Leur choix se porte sur la Joconde de Léonard de Vinci. Mais une fois arrivés devant l'emplacement qui abrite habituellement l'Italienne, les deux amis doivent bien se rendre à l'évidence : Mona Lisa a disparu ! Avertis, les gardiens interrogés supposent, dans un premier temps, que l'œuvre a été déplacée par les conservateurs et se trouve dans l'atelier de reproduction photographique de la Braun & Cie, au sein même du Louvre. Mais le tableau n'y est pas.
Alertée, la Sûreté parisienne arrive sur place en début d'après-midi. Près de 60 inspecteurs sont mandatés, dirigés par le commissaire divisionnaire Octave Hamard, pour enquêter sur cette incroyable disparition. Les empreintes digitales de 257 employés du musée sont relevées afin de les comparer à celle retrouvée par le criminologue et père du premier laboratoire de la police d'identification criminelle, Alphonse Bertillon, sur le cadre et la vitre du tableau découverts dans le petit escalier menant à la cour Visconti. Sans résultat.

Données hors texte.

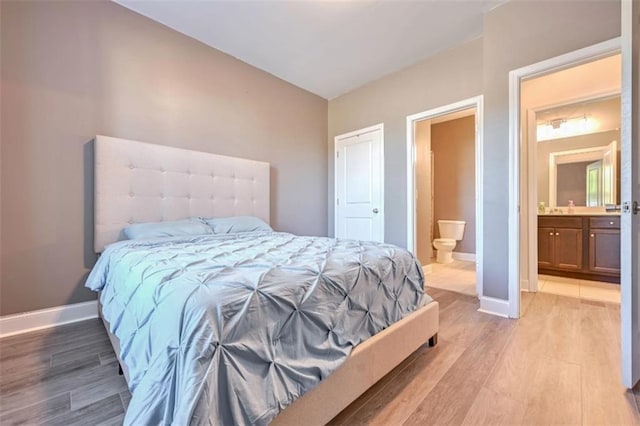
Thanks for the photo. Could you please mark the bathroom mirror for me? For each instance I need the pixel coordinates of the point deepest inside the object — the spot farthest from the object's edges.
(578, 153)
(588, 176)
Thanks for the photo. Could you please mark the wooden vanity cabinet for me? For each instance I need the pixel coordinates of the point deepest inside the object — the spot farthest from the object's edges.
(604, 245)
(560, 243)
(586, 247)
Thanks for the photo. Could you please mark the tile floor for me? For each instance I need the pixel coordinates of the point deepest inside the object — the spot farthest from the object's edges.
(460, 276)
(583, 289)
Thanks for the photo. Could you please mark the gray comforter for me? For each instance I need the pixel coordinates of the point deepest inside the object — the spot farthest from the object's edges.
(232, 329)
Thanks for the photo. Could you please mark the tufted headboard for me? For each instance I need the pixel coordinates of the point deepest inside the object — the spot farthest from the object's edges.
(141, 182)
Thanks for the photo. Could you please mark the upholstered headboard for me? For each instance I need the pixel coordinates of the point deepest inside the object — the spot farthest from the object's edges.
(141, 182)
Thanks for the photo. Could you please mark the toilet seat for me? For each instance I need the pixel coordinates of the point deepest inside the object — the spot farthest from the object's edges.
(444, 249)
(445, 242)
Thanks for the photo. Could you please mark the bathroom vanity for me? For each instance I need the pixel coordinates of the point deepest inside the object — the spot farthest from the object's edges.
(580, 246)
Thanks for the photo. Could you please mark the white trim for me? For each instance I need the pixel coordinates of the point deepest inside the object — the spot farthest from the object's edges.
(427, 269)
(336, 139)
(493, 306)
(557, 63)
(476, 102)
(467, 257)
(46, 318)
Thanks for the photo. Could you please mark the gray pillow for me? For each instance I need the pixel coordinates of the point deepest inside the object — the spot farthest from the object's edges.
(230, 225)
(176, 228)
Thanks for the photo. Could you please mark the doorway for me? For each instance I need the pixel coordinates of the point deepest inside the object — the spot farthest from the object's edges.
(444, 153)
(549, 94)
(521, 205)
(570, 244)
(359, 184)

Tandis que l'enquête piétine, l'opinion publique s'emballe, incriminant tour à tour la mauvaise gestion du musée du Louvre, l'inattention des gardiens, l'indifférence des pouvoirs publics. Théophile Homolle, le directeur du Louvre, est forcé de démissionner, tandis que le juge d'instruction chargé de l'affaire, Joseph-Marie Drioux, dirige son courroux vers tout un chacun au point de soupçonner et d'emprisonner à la prison de la Santé, du 7 au 11 septembre, Guillaume Apollinaire.
Le poète a, en effet, déjà été mis en cause dans le vol de trois statuettes phéniciennes au Louvre en 1907 et 1911 par son secrétaire particulier et ami Géry Pieret, qui en avait ensuite revendu une à Apollinaire et deux à Picasso. Ce dernier, qui affirmera par la suite n'avoir rien su de la provenance frauduleuse de ces statuettes qui lui ont inspiré Les Demoiselles d'Avignon, est lui-même soupçonné de complicité dans le vol de la Joconde avant d'être blanchi, à l'instar d'Apollinaire.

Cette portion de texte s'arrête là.